Free will is an idea permeating our culture and law system and as such deserves a little bit of investigation. It is easy to believe in free will if one sees themselves as a completely isolated and independent entity. But consider this:
Each of us has personal history, starting who knows when and ending about a second ago. All this input, education, trauma, abilities, knowledge etc., influence what we want and do. If someone never saw an ad for the iphone or the device itself, they would never want one. They would never "free will" to spend the effort necessary to buy it.
Could "free will" be influenced by personal history?
Consider the state of the body-mind organism: In the morning one is fresh, in the evening, one might be tired. In the morning one may agree to attend a late party, but at night, she may be too tired and cancel. Could free will be influenced by the needs and state of the body and psyche?
Consider circumstances: The free will outlook sees the world as strings of limited number of causes and effects -- "If I catch the 1pm flight with connection in Colorado, I will be at my destination on time for the interview with an hour to spare..." The connecting flight gets cancelled, the interview meeting follows suit. While the world around us is pretty reliable, it is never 100% reliable; even scientific experiments include a margin of error.

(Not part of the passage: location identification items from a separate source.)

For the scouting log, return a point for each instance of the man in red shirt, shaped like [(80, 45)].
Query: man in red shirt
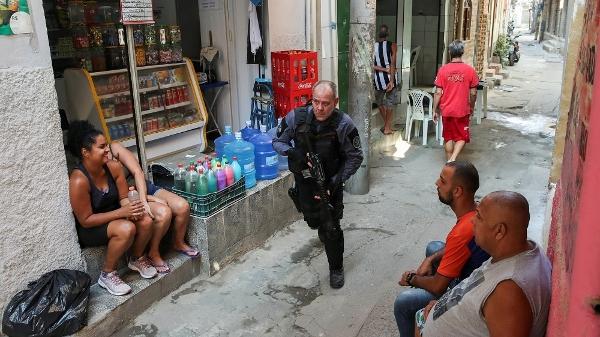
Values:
[(445, 263), (456, 84)]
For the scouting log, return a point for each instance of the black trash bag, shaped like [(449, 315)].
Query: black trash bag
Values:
[(54, 305)]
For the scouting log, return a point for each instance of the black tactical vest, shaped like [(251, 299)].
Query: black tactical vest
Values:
[(322, 136)]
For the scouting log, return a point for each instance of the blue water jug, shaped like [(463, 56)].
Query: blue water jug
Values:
[(265, 158), (249, 132), (244, 151), (223, 140), (282, 160)]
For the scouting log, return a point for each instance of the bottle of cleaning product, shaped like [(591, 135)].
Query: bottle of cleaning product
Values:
[(244, 151), (237, 169), (249, 132), (202, 182), (179, 178), (211, 179), (223, 140), (229, 175), (265, 158), (221, 178)]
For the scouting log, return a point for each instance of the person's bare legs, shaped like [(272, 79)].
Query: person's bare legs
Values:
[(457, 148), (449, 148), (120, 237), (181, 214), (143, 234), (162, 221)]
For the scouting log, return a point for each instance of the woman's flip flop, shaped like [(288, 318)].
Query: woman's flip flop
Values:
[(191, 253)]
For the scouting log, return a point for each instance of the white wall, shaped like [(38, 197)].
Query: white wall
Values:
[(38, 231)]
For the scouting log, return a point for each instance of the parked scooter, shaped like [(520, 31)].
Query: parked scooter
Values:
[(513, 50)]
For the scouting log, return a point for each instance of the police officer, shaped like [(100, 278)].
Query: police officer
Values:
[(322, 129)]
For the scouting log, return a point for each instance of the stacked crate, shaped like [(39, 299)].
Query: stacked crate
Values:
[(294, 74)]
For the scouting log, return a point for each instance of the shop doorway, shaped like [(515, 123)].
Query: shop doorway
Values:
[(89, 59)]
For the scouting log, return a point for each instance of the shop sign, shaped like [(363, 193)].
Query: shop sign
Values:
[(135, 12)]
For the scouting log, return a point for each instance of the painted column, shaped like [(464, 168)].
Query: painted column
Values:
[(362, 40)]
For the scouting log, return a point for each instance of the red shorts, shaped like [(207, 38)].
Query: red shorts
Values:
[(456, 128)]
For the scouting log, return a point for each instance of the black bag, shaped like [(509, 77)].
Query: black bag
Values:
[(54, 305)]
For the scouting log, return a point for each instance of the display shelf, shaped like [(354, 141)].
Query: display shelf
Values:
[(141, 91), (172, 85), (115, 94), (158, 66), (118, 118), (151, 111), (178, 105), (165, 133), (81, 87), (108, 72)]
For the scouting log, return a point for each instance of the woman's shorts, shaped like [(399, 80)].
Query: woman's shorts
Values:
[(456, 128), (92, 237)]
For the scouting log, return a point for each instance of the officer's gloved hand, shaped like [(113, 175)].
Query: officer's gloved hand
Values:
[(334, 183), (296, 156)]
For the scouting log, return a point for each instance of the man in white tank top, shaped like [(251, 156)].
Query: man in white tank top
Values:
[(509, 295)]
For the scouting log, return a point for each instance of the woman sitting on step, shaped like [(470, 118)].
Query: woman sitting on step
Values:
[(160, 204), (103, 214)]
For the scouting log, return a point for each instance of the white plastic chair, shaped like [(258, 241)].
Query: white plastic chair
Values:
[(414, 59), (415, 111)]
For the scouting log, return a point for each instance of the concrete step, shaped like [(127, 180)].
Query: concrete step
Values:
[(221, 238)]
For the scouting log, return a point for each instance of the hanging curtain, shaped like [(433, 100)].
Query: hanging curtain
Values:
[(255, 51)]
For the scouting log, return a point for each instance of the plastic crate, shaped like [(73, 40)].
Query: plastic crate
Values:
[(207, 205), (294, 70), (286, 101)]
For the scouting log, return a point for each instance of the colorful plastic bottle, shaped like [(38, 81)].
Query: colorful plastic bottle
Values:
[(244, 151), (229, 175), (223, 141), (221, 178), (249, 132), (211, 179), (191, 180), (179, 177), (202, 182), (237, 170), (265, 158)]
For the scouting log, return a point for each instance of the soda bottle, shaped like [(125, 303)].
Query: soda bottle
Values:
[(211, 179), (237, 169), (221, 178), (229, 175), (202, 182), (179, 178)]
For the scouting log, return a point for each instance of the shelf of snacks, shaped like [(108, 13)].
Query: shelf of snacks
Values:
[(172, 107)]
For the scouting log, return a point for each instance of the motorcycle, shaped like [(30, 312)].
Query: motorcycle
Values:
[(513, 51)]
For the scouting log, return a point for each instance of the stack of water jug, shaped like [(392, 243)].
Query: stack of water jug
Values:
[(248, 153)]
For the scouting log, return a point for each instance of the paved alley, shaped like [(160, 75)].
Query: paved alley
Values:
[(282, 288)]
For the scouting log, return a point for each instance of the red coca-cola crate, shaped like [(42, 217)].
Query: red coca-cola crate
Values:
[(286, 101), (294, 69)]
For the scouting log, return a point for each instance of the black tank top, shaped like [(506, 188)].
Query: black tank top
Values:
[(102, 202)]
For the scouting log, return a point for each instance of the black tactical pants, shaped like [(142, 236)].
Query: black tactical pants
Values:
[(333, 241)]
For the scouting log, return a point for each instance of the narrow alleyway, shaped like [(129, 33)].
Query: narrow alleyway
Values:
[(282, 288)]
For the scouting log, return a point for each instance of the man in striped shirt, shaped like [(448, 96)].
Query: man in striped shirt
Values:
[(384, 77)]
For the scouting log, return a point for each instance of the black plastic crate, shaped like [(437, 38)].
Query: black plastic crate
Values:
[(207, 205)]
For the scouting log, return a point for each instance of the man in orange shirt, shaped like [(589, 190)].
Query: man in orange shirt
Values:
[(448, 263)]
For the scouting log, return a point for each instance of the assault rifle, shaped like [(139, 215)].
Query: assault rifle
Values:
[(317, 172)]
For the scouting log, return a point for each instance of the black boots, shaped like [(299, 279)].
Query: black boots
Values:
[(336, 278)]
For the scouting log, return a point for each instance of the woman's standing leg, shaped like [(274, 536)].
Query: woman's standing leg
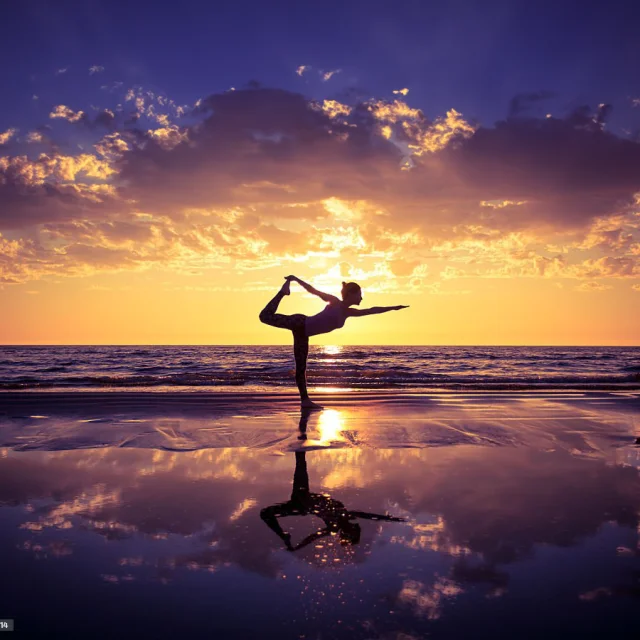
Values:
[(301, 353)]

Could it be that the results of the "free will" intentions vary based on circumstances?
Choices are often seen as a symptom of free will, and free will is often seen as some kind of independent force, rooted in oneself. I suggest exploring the moment of choice and seeing if it is possible to locate such any force which is independent of everything else.
"I choose to get a glass of water." -- is this independent of bodily needs/thirst?
"I choose to get a job in SF." -- is this independent of the needs for success, adventure & learning, the need to matter and curiosity?
I am still to meet or experience this free will everyone is talking about.